Saud Al-Sulaimani, Country Lead and Head of Capital Markets at JLL Saudi Arabia, commented: “Riyadh is positioned at the forefront of Saudi Arabia’s Vision 2030, offering unparalleled opportunities for both investors and developers. National priorities are continuously recalibrated to ensure strategic alignment of projects and foster deeper collaboration with the private sector.”
He added: “Recent regulatory developments, including the introduction of the White Land Tax and the rent freeze, are designed to stabilize the market and are expected to drive renewed focus on delivering premium-quality assets. This dynamic environment, coupled with evolving construction cost considerations in select segments, is fundamentally reshaping the market landscape while accelerating progress toward our national objectives.”

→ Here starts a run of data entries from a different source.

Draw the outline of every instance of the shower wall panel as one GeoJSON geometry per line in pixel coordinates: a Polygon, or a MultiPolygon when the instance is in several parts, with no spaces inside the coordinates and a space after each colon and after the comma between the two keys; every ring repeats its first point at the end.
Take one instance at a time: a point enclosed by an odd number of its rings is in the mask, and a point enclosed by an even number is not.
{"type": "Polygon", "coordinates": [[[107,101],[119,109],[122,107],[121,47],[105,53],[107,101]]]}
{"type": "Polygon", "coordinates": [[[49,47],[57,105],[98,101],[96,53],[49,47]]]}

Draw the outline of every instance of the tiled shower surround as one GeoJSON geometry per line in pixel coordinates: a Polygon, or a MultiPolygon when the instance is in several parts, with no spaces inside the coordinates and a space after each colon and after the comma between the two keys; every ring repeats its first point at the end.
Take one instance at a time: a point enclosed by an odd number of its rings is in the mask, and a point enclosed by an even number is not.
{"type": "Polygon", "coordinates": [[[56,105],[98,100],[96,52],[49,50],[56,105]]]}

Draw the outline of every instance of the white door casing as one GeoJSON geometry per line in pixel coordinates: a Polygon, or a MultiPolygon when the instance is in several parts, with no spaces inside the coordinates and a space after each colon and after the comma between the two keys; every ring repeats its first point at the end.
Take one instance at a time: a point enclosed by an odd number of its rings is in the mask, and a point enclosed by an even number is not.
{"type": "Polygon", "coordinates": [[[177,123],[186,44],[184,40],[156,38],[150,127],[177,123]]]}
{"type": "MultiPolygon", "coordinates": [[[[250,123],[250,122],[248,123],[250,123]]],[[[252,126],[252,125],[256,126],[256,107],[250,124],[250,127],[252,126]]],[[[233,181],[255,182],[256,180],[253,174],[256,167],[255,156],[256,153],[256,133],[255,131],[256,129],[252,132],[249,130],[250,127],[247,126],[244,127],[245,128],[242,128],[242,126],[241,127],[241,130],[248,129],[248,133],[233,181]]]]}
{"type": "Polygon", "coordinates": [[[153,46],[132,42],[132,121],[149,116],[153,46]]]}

The event further underscored the transformative impact of infrastructure initiatives. Mireille Azzam Vidjen, Head of Consulting for the Middle East and Africa at JLL, highlighted Riyadh’s transit revolution. She detailed the Riyadh Metro, a $22.5 billion investment encompassing 176 kilometers, six lines, and 84 stations, providing extensive geographic coverage, with a depth of 9.8 km per 100 sq. km. This strategic development generates significant TOD opportunities, with properties in proximity potentially commanding a 20-30 percent premium. JLL emphasized the importance of implementing climate-responsive last-mile solutions to enhance mobility and accessibility, particularly given Riyadh’s extreme temperatures.
Gaurav Mathur, Head of Data Centers at JLL, emphasized the rapid expansion of the Kingdom’s AI infrastructure, signaling a critical area for technological investment and innovation.
Focusing on the construction sector, Maroun Deeb, Head of Projects and Development Services, KSA at JLL, explained that the industry is actively navigating complexities such as skilled labor availability, material costs, and supply chain dynamics.
He highlighted the adoption of Building Information Modeling as a key driver for enhancing operational efficiency and project delivery.